When the Docs Fall Short: Investigating Claude Code’s Budget Cap

Whether or not it is controversial, I do use Claude Code quite heavily for testing in my day job. In fact, I designed an internal tool which is an AI-powered static analysis tool. There are pros and cons of Claude Code. I’m not going to cover them today. But I am going to cover something that is not well documented and I had to test myself to figure it out.

Claude Code

For those who don’t know, Claude Code is a command line utility which is essentially a harness and interface to Anthropic’s Claude models. It allows you to use Claude in a codebase for whatever task you need (with caveats I won’t get into today). There is also a “Claude Code” on their website and in the GUI application, but it is the CLI I am focusing on today.

Now, there are two ways to use Claude Code. The first is fixed billing, which is at tier levels of $20, $100 or $200 per month. This gives you a maximum amount of usage which resets every 5 hours and every week. This usage allowance is typically much higher than what you are paying for.

The second is API billing, which charges you per transaction. This is what is used when you go over your fixed usage and enterprise plans typically use this.

Now, the point of this blog post. Claude Code has a non-interactive mode in addition to the interactive mode. The non-interactive mode is very useful for scripting and CI usage. Obviously, in this mode, you don’t want it to run away with your API usage and blow lots of money for no good reason. This is why the non-interactive mode has the option --max-budget-usd.

Max budget option

At the time of writing, the documentation for this option says:

Maximum dollar amount to spend on API calls before stopping (print mode only)
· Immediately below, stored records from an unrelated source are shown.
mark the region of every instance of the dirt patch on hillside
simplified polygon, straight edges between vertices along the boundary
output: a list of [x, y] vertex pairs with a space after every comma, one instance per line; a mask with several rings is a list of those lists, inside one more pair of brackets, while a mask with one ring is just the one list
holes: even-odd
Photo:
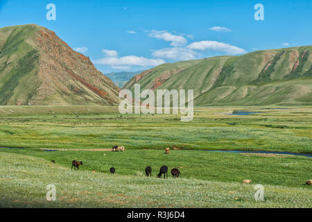
[[274, 158], [286, 158], [290, 155], [286, 154], [275, 154], [275, 153], [241, 153], [241, 155], [245, 156], [259, 156], [259, 157], [274, 157]]
[[112, 148], [41, 148], [42, 151], [112, 151]]

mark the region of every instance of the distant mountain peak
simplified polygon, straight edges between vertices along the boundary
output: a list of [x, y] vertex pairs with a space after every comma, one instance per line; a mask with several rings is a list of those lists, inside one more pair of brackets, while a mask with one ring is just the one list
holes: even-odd
[[125, 89], [194, 89], [196, 105], [312, 105], [312, 46], [162, 64]]

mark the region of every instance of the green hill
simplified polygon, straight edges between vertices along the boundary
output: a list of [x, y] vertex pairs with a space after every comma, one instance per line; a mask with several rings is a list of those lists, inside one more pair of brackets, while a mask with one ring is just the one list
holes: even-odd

OK, that is great, but then what? Does the caller get an error? How is it determined when the maximum is hit? I asked Claude itself and it didn’t know. I searched around the web and couldn’t find any information.

Therefore, I’m doing today what I always do when I find documentation missing, I research and write it myself.

I could look at the recent Claude Code source leaks that have been shared everywhere, but that probably wouldn’t be legal and certainly wouldn’t be ethical. So, instead, I decided to test it to see what would happen. I should note that this works whether you are using fixed billing or API billing. The costs are absorbed automatically when you are using fixed billing.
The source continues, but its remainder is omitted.